Prev: C++ Concepts
Next: Portable way to write binary data
From: Le Chaud Lapin on 22 Nov 2005 06:25 Jakob Bieling wrote: > Le Chaud Lapin <unoriginal_username(a)yahoo.com> wrote: > > Technically, you have to be prepared for crunching a digest whose size > > is greater than (2^32). Here you're only taking care of lengths up to > > 2^32. > > I might be missing something .. but why 2^32? Well SHA-1 calls for taking a message of N bits and padding it with a 1 bit followed by however many bits are necessary to reach congruence to 448 mod 512, which is 512-64 bits, where the 64 bits are reserved to store the original length of the message. You can see that the OP is padding the message with a 1 bit, followed by however many zero bits are necessary to get congruence to 512 - 32 = 480 bits (he wrote 490 but meant 480). This is why the result will come out right for a zero length string, but not necessarily right for other strings. OTOH, he mentions in follow-up post that he knew this and was just trying to get the thing working first. -Le Chaud Lapin- [ See http://www.gotw.ca/resources/clcm.htm for info about ] [ comp.lang.c++.moderated. First time posters: Do this! ]

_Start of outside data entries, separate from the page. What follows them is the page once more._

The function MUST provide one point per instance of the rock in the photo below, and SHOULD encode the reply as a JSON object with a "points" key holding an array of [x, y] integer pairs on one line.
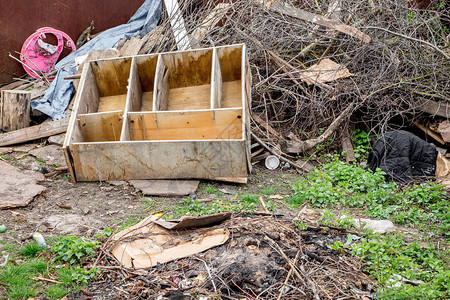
{"points": [[18, 187], [52, 155]]}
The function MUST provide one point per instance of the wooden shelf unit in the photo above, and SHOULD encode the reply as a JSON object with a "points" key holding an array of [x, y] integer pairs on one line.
{"points": [[175, 115]]}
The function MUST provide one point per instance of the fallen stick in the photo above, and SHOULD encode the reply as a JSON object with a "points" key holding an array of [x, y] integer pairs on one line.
{"points": [[285, 9], [312, 286], [287, 278], [47, 279], [303, 146]]}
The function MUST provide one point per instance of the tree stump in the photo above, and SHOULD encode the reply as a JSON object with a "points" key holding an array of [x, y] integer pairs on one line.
{"points": [[14, 109]]}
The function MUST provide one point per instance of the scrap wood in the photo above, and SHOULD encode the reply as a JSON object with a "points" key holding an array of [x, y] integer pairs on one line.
{"points": [[444, 130], [23, 135], [286, 9]]}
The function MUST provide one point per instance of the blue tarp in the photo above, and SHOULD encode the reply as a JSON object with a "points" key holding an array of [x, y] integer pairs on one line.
{"points": [[58, 95]]}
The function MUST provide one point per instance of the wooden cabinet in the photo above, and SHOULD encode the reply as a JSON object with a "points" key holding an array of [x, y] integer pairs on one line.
{"points": [[163, 116]]}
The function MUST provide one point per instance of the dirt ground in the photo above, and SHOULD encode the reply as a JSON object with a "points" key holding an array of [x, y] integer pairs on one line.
{"points": [[85, 208]]}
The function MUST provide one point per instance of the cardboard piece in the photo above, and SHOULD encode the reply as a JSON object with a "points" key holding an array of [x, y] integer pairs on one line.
{"points": [[18, 187], [325, 71], [146, 244], [166, 187]]}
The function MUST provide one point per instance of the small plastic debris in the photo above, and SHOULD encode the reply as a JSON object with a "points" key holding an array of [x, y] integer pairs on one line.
{"points": [[39, 239], [272, 162]]}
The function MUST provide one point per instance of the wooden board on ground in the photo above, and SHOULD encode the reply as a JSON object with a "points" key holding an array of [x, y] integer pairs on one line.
{"points": [[166, 187], [23, 135], [18, 187]]}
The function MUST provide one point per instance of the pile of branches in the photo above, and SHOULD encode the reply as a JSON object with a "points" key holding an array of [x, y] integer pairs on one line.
{"points": [[398, 54], [267, 257]]}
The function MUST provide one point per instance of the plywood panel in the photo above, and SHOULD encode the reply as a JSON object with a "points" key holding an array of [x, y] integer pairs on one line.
{"points": [[159, 160], [189, 98], [193, 125], [216, 83], [146, 66], [230, 62], [232, 94], [161, 90], [147, 101], [111, 76], [101, 126], [189, 68], [112, 103]]}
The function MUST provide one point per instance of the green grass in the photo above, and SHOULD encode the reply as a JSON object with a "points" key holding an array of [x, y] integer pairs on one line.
{"points": [[32, 249], [17, 280], [339, 184]]}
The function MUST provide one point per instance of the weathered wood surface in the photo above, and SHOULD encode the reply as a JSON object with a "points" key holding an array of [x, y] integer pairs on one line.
{"points": [[34, 132], [14, 109], [159, 160], [187, 125]]}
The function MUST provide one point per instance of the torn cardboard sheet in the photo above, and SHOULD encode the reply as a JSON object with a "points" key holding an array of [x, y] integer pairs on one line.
{"points": [[325, 71], [18, 187], [166, 187], [146, 244]]}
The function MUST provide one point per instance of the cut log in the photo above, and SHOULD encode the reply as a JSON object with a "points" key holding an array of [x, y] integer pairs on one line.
{"points": [[14, 109], [34, 132]]}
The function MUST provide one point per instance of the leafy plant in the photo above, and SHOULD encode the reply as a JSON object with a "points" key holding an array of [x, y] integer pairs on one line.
{"points": [[72, 249]]}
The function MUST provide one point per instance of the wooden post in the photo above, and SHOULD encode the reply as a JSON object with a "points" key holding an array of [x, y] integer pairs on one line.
{"points": [[14, 109]]}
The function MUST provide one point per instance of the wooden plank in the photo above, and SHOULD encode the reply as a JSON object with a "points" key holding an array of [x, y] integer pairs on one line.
{"points": [[166, 187], [190, 98], [216, 83], [101, 127], [189, 68], [232, 93], [230, 59], [34, 132], [289, 10], [146, 66], [178, 26], [159, 160], [112, 103], [189, 125], [347, 147], [161, 89], [14, 109], [111, 75], [89, 96]]}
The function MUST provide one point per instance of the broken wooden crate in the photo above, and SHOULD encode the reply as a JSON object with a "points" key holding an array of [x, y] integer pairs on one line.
{"points": [[162, 116]]}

From: Carl Barron on 22 Nov 2005 06:29 In article <1132616256.047169.129400(a)g44g2000cwa.googlegroups.com>, Le Chaud Lapin <unoriginal_username(a)yahoo.com> wrote: > > Big-endian is silly, IMO. It was created as a substitute for > little-endian to help those who, for whatever reason, find > little-endian confusing when it's printed out. I am not so sure about any factuality in this, only that apparently you are used to assuming the world should be small endian. I think historically big endian was around long before little endian. I don't recall any endian conversations before the z80,m6502 era. [ See http://www.gotw.ca/resources/clcm.htm for info about ] [ comp.lang.c++.moderated. First time posters: Do this! ]
From: gkoreman on 22 Nov 2005 06:30 .... But if a little-endian receiving machine gets these 4-bytes, and puts in them in increasing memory locations starting at 0, and then extracts the 4 bytes as a word, the word will become 0x76543210. .... Close. The word will actually become 0x67452301. I am sure that is what you meant though. [ See http://www.gotw.ca/resources/clcm.htm for info about ] [ comp.lang.c++.moderated. First time posters: Do this! ]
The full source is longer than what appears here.